- Developer: Sirius Software
- Publisher: Sirius Software
- Designer: Paul Allen Edelstein
- Composer: George Sanger
- Platforms: Atari 8-bit, VIC-20
- Release: 1983
- Genres: Maze
- Modes: Single-player, multiplayer

= Capture the Flag (video game) =

1983 video game

Capture the Flag is a 3D first-person perspective, two player, video game, released for the Atari 8-bit computers and VIC-20 by Sirius Software in 1983. It was written by Paul Allen Edelstein as the follow-up to his 1982 game, Wayout, which has similar maze-based gameplay for one player.

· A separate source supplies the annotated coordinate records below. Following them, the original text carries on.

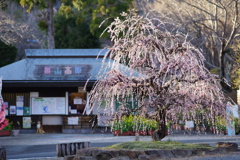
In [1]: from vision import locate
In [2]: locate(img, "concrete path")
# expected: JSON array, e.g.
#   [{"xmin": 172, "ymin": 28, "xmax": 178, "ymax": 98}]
[{"xmin": 0, "ymin": 133, "xmax": 240, "ymax": 146}]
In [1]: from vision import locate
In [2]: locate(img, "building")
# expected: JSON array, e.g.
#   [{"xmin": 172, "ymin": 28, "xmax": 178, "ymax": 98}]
[{"xmin": 0, "ymin": 49, "xmax": 106, "ymax": 133}]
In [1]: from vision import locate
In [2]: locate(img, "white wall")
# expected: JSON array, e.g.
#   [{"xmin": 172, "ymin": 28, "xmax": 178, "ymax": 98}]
[{"xmin": 42, "ymin": 116, "xmax": 63, "ymax": 125}]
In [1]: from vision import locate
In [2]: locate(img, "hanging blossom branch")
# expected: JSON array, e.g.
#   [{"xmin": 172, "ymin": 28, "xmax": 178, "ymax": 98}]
[
  {"xmin": 0, "ymin": 77, "xmax": 8, "ymax": 130},
  {"xmin": 86, "ymin": 10, "xmax": 226, "ymax": 139}
]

Along with its predecessor, Capture the Flag was among the first 3D maze games to offer the player full 360 degree movement, and one of the earliest multiplayer games from a first-person perspective within a 3D rendered environment.

==Gameplay==

The Invader (green) is cornered by the Defender (blue)

Capture the Flag is essentially a two player version of Wayout, with one player (the "Invader") trying to find the exit (or 'flag') in the maze while the other player (the 'Defender') tries to stop them, a role similar to the computer-controlled "Cleptangle" from the first game. The main difference is that the game's display is split-screen, allowing each of the two players to view the maze from their own perspective. In the single-player version, the computer takes the role of the defender.

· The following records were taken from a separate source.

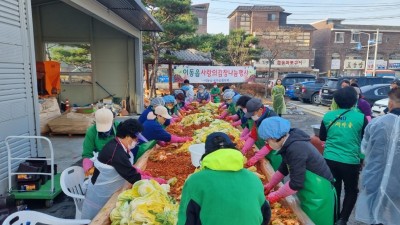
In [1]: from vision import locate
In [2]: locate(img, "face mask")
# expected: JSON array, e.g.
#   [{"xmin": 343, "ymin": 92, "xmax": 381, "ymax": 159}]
[
  {"xmin": 129, "ymin": 141, "xmax": 137, "ymax": 149},
  {"xmin": 98, "ymin": 128, "xmax": 112, "ymax": 138},
  {"xmin": 251, "ymin": 115, "xmax": 260, "ymax": 121},
  {"xmin": 269, "ymin": 141, "xmax": 282, "ymax": 151}
]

Each player is represented within the maze as a simple, rectangular-shaped, blue or green avatar. If the Invader finds the flag, or the Defender catches the Invader, a new maze is generated and the chase starts again. Another progression from Wayout is that instead of a finite number of mazes, Capture the Flag can create an infinite number of randomly generated mazes.

Capture the Flag also uses the mapmaker feature from Wayout, which draws the map in 2D in the lower half of the screen as each of the players move around the map. This allows each player to see the whereabouts of their opponent, but the 2D automap can be switched off to heighten the tension.

===Controls===
Players can choose to control their character using a joystick or the keyboard utilizing one of two methods; "Compass Movement" or "Walking Movement". Compass Movement allows the player to simply move as they would in a 2D game and watch their movements via the automap in the lower half of the screen, whereas Walking Movement allows them to use the 3D view and use the control to move forward and turn left or right.

For the two player option, players must use both the joystick and the keyboard.

==Music==
Capture the Flag uses layered dynamic music which changes depending on the proximity of the two players. It was composed by George Sanger and was one of the first games he worked on.

==Reception==
Electronic Fun magazine gave a very positive review in its February 1984 issue, scoring the game 4 out of 4, and said that Capture the Flag was a huge improvement on Wayout. The reviewer wrote, "it's very rare to see a good game design wholly redone by the same designer, rarer still to see him improve on his original in every single respect."

In their May 1984 issue review, Electronic Games magazine emphasised the fun aspect of playing against a human opponent, rather than a computer one, and how the music in the game added to the experience: "the music which gets louder with the close proximity of the opposing player begins to get more frenetic, and so the gamer slams into even more walls."